One of the things that keeps the junior bankers labouring long into the night is reading and proofing the prospectuses for whatever it is that the bank is trying to sell.
This is at the heart of those 90 hour work weeks.
The following is the formula for a properly structured warrant tied to Japan’s Nikkei index — which would (we presume) be easy enough to hedge for its issuer:
(Closing Level – Strike Level) x Index Currency Amount / Exchange Rate.
What follows is the formula attached to four recent warrants tied to Japan’s Nikkei index issued by Goldman Sachs:
(Closing Level – Strike Level) x Index Currency Amount x Exchange Rate.
Spot the difference?
In one, the index currency amount is divided by the exchange rate, in the other it is multiplied by the exchange rate.
The cost of this typo?
As the magazine noted last week, having spotted the error, Goldman Sachs offered a 10 per cent premium to buy the contracts back from the market.
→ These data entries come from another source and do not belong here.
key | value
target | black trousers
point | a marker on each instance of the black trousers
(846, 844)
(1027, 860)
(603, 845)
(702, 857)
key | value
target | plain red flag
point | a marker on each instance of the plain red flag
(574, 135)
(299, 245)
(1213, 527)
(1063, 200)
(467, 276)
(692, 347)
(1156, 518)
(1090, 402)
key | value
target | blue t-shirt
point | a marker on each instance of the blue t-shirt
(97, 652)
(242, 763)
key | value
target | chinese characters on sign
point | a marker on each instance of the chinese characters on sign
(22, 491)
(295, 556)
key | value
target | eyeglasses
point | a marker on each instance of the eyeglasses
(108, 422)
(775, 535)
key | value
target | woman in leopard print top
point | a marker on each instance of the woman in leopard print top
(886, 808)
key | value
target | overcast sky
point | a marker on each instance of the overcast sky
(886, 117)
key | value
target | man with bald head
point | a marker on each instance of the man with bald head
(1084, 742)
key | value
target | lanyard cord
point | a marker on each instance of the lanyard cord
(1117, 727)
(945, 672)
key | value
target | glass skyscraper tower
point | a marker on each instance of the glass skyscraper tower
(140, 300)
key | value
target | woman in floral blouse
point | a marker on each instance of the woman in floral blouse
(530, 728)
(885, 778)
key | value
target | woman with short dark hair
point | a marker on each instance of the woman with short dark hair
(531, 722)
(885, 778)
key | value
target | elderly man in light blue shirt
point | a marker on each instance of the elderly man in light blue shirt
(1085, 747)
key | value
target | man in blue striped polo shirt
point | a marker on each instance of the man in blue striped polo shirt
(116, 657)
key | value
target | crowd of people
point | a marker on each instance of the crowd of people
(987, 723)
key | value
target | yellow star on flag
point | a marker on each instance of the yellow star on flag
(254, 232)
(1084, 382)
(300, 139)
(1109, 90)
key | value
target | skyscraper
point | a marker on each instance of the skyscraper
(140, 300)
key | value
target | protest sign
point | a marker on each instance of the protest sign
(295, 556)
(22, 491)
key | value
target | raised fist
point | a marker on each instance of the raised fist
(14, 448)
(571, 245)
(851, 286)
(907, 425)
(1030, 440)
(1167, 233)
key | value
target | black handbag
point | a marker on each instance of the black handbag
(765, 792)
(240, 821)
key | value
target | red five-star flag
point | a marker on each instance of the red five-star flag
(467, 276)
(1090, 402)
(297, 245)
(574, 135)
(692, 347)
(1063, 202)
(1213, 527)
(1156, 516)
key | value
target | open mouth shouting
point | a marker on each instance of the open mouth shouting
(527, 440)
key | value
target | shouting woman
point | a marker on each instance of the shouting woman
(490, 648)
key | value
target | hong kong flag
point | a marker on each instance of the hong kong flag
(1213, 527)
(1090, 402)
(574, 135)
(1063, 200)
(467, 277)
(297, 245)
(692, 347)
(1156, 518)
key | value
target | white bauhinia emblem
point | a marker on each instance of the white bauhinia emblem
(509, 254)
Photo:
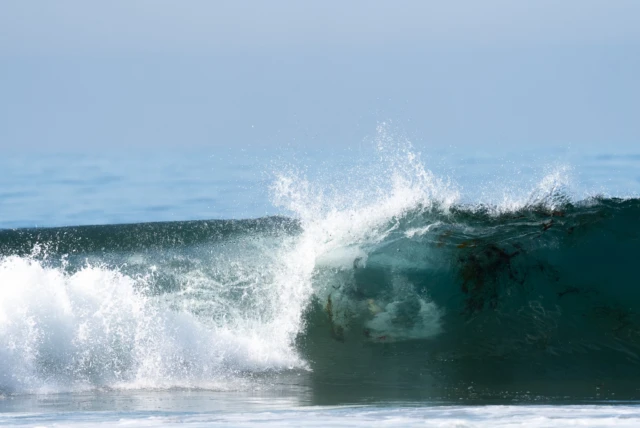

Investors, however, have not budged easily. Most are insisting that the bank honours its typo-ridden terms.
That, needless to say, would be a blow for Goldman.
The Economist estimates the typo could expose the bank to as much as HK$350m instead of the HK$10m initially offered on the warrants,
That, in part, is why bankers get so much damn money. Because mistakes are so damn expensive.